Aquinas’s Doctrine of Analogy

Recently yet another book in the Thomistic Ressourcement Series was published:  a work by Domenic D’Ettore, Analogy after Aquinas: Logical Problems, Thomistic Answers (Catholic University of America Press 2019; excerpts from the book are available also at Google Books). It concerns the issue of historical interpretations and development of Aquinas’s doctrine of analogy, especially after it was contested by John Duns Scotus and his followers. The scope of the book is defined very clearly:

This study confines its investigation historically to the period between the opening decade of the fourteenth century, when Dominicans first encountered and answered John Duns Scotus, and the middle of the sixteenth century, prior to the opening of the Council of Trent. This stopping point allows the work to focus exclusively on Dominican Thomists, without needing to branch off into Jesuit contribution to the discussion. The particular Dominican Thomists selected are chosen for a combination of their historical influence on the development of the doctrine of analogy in Thomism and for the purpose of illustrating the range of interpretations to which Thomas’s thought has been subjected (from the Introduction, p. 1).
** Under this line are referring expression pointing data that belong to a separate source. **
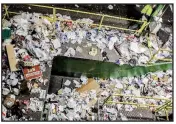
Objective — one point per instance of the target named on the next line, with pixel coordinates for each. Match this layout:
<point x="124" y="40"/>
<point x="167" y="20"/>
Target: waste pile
<point x="35" y="41"/>
<point x="69" y="104"/>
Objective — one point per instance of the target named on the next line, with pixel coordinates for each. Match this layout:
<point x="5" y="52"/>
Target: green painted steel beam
<point x="75" y="67"/>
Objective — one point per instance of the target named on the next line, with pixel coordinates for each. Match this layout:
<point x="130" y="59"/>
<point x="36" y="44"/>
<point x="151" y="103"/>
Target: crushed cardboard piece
<point x="32" y="73"/>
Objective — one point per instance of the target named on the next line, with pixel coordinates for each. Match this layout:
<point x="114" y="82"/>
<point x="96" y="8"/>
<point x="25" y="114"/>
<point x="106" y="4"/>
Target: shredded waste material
<point x="36" y="41"/>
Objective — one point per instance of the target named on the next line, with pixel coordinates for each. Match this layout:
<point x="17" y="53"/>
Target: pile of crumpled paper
<point x="37" y="41"/>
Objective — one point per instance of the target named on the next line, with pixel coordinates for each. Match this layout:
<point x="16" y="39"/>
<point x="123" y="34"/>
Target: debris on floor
<point x="35" y="41"/>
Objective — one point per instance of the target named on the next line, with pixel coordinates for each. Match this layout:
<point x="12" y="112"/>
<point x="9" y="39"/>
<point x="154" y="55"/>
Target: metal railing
<point x="100" y="25"/>
<point x="166" y="106"/>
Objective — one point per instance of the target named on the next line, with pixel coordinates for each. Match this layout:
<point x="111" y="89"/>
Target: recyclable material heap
<point x="36" y="41"/>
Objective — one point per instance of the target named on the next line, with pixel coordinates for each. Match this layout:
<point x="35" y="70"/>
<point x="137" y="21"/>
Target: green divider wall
<point x="75" y="67"/>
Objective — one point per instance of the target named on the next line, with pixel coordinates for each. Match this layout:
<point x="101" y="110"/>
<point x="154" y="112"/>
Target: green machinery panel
<point x="75" y="67"/>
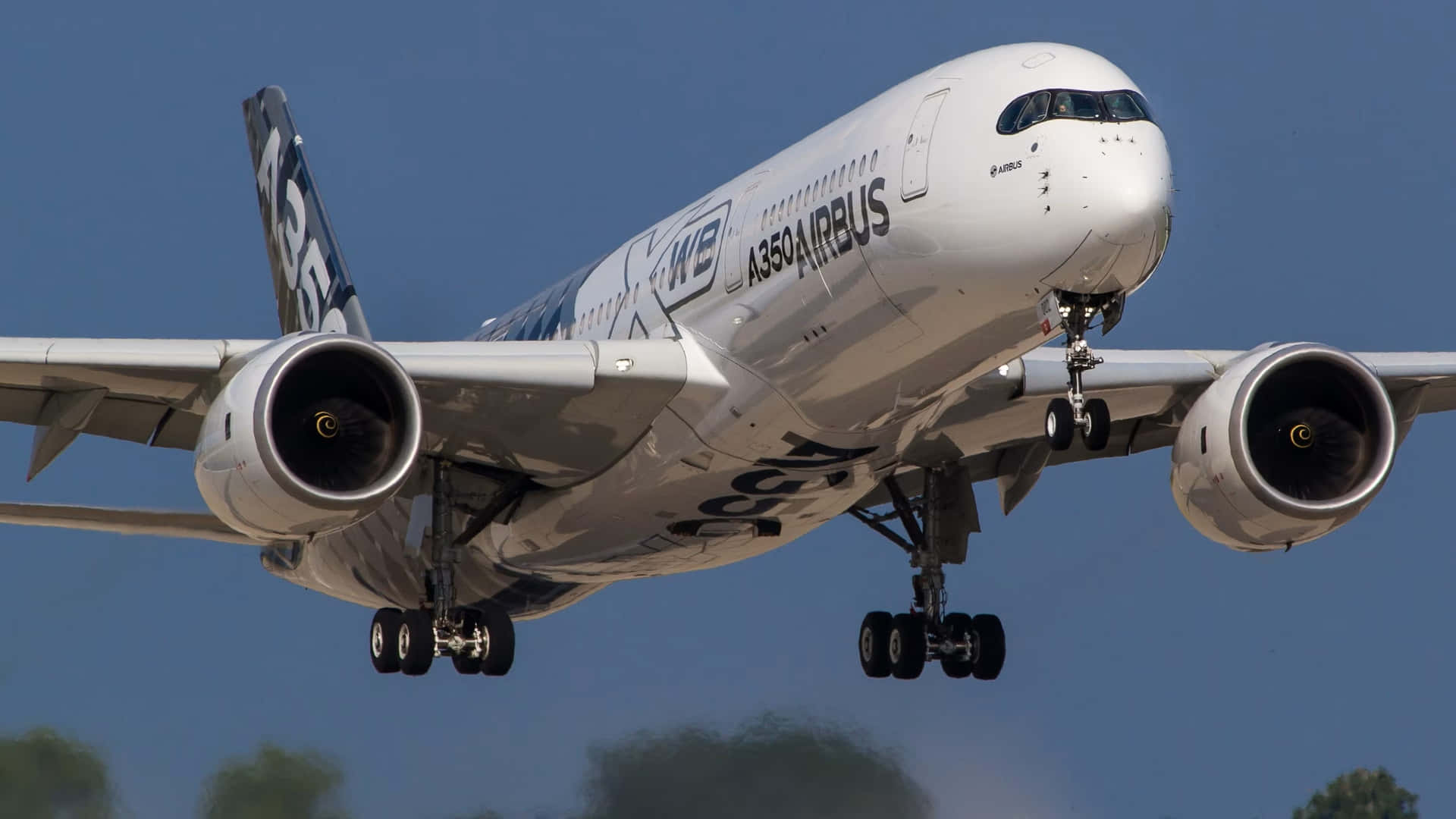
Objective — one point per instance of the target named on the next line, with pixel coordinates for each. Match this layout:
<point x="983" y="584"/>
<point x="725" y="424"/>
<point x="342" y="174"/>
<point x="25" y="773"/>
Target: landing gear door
<point x="915" y="178"/>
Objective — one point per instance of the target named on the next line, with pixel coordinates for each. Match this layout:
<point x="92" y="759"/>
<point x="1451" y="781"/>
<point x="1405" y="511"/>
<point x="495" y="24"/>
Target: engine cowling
<point x="1292" y="442"/>
<point x="310" y="435"/>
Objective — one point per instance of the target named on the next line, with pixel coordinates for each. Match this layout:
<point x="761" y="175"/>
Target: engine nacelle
<point x="1292" y="442"/>
<point x="313" y="433"/>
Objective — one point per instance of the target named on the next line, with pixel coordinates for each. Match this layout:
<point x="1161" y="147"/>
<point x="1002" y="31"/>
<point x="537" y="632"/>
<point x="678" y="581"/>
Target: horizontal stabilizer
<point x="123" y="521"/>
Domenic D’Ettore is an assitant professor of philosophy at the Marian University in Indianapolis. He specializes in the medieval philosophy, especially in the thought by St. Thomas Aquinas and its later reception.

By the way, we recommend a recording of the lecture by Thomas Joseph White The Careful Rationality of Monotheism: Thomas Aquinas on Analogical Knowledge of God, given at Lumen Christi Institute in 2013.